Overbooking
Overbooking is a common practice in various service industries, such as airlines, hotels, and restaurants, where more customers are booked for a service than can actually be accommodated.
The rationale behind overbooking is to account for ‘no-shows’ or cancellations – customers who’ve made a booking but do not turn up. Since these industries have a high rate of no-shows and last-minute cancellations, overbooking allows them to maximize their capacity and ensure profitability.
For example, an airline might overbook a flight, selling more tickets than there are seats on the plane, on the assumption that a certain percentage of passengers will miss the flight. If every ticketed passenger actually shows up, the airline would have to deal with the overbooking, often by asking for volunteers to take a later flight in exchange for compensation. If not enough volunteers step forward, the airline may need to involuntarily deny boarding to some passengers.
While overbooking can be beneficial for companies by ensuring full capacity, it can lead to dissatisfaction and inconvenience for customers who are turned away or rescheduled, despite having made reservations. It’s a balancing act for companies to manage their revenue and customer satisfaction.

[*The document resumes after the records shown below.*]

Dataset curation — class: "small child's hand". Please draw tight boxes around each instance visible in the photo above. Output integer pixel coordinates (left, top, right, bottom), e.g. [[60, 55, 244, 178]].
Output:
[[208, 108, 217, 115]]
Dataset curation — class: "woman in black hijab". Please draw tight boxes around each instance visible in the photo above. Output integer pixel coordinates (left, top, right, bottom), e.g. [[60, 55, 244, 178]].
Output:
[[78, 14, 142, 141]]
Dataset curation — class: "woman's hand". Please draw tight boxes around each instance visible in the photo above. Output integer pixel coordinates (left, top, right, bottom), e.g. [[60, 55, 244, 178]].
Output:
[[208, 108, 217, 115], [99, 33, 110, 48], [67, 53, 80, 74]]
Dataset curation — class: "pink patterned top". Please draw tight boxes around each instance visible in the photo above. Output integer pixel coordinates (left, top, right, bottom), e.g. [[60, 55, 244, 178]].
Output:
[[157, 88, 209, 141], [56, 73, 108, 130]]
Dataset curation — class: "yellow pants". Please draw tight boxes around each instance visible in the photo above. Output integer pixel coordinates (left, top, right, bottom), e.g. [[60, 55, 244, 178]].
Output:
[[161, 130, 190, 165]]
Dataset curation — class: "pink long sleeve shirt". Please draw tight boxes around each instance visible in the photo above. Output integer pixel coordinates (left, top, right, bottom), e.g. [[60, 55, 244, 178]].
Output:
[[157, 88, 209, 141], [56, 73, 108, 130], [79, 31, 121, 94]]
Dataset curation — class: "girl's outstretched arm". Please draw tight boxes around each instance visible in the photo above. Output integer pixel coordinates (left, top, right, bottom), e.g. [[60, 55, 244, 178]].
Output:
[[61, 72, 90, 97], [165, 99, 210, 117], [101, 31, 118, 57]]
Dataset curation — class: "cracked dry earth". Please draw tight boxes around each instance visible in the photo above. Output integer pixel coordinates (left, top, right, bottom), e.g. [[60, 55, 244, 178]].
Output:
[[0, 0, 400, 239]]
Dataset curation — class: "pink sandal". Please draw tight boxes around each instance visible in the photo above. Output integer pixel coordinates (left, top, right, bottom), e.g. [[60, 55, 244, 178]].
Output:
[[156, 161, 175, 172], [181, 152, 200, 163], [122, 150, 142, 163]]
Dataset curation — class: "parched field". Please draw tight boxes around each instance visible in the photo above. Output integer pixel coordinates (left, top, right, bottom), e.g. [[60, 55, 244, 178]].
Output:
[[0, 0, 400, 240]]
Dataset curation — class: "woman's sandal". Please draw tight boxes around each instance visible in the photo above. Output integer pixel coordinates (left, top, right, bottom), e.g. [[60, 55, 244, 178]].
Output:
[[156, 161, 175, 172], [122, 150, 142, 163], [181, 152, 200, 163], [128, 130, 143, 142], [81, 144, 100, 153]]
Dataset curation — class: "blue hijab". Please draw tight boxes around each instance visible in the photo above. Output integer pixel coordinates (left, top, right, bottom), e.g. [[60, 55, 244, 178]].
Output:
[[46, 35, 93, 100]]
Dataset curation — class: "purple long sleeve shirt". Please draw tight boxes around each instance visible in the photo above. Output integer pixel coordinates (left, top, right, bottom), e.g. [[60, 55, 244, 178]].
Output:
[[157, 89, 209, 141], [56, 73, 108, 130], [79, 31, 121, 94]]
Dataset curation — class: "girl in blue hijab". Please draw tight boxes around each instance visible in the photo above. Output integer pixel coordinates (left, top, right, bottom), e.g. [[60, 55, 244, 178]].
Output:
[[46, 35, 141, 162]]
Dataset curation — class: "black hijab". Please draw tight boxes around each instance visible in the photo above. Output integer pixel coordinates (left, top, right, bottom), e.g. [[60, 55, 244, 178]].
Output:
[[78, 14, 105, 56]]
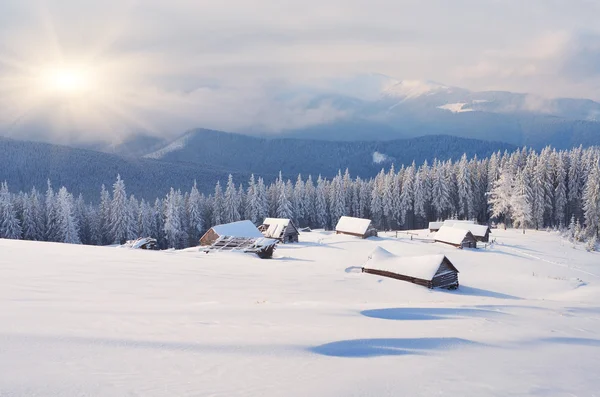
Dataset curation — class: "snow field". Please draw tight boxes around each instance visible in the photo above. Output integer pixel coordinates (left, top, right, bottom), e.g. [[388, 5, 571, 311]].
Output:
[[0, 230, 600, 397]]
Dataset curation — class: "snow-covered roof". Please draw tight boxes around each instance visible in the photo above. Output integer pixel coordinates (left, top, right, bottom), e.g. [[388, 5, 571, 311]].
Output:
[[263, 218, 293, 238], [434, 226, 469, 244], [452, 223, 488, 237], [363, 247, 445, 280], [212, 221, 264, 238], [429, 222, 444, 229], [335, 216, 371, 234], [443, 219, 475, 226]]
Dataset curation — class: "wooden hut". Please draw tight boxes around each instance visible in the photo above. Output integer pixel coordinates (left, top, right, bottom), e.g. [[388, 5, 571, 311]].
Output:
[[203, 236, 279, 259], [122, 237, 158, 250], [452, 223, 492, 243], [433, 226, 477, 248], [362, 247, 458, 289], [200, 221, 264, 246], [258, 218, 300, 244], [429, 222, 444, 232], [441, 219, 475, 226], [335, 216, 377, 238]]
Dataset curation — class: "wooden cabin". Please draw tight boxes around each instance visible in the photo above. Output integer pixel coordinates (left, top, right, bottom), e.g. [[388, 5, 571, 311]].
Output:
[[433, 226, 477, 248], [442, 219, 475, 226], [429, 219, 475, 232], [429, 222, 444, 232], [335, 216, 377, 238], [362, 247, 459, 289], [123, 237, 158, 250], [200, 221, 264, 246], [452, 223, 492, 243], [203, 236, 279, 259], [258, 218, 300, 244]]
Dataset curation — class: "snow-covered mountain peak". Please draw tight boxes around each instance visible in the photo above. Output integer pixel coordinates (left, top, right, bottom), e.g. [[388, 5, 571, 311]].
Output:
[[383, 80, 450, 98]]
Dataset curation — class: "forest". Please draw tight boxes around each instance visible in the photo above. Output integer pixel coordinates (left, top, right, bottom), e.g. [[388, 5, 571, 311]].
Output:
[[0, 147, 600, 249]]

It’s worth noting that many industries and countries have regulations around how overbooking should be managed and what compensation must be provided to customers who are affected by it.
Example of Overbooking
Let’s say Airline XYZ operates a daily flight from New York to Los Angeles, using an airplane that has 200 seats. Historically, Airline XYZ knows that about 5% of passengers who book tickets for this flight end up not showing up. To account for these “no-shows,” the airline decides to sell 210 tickets for each flight, overbooking by 10 seats.
If everything goes as expected (with a 5% no-show rate), around 10 passengers will not show up, and the flight will depart full with 200 passengers.
But let’s consider a situation where all 210 ticketed passengers do show up. In this case, the airline will need to handle the overbooking. It might start by asking for volunteers to take a later flight, offering incentives like travel vouchers or upgrades.
If not enough people volunteer, the airline may need to involuntarily deny boarding to some passengers. Regulations like the U.S. Department of Transportation’s rules on overbooking require airlines to provide compensation to these passengers, depending on how long the passengers are delayed.
While overbooking can help airlines ensure that they’re operating at full capacity, situations where more passengers show up than expected can lead to negative customer experiences. It’s a risk that airlines have to manage carefully.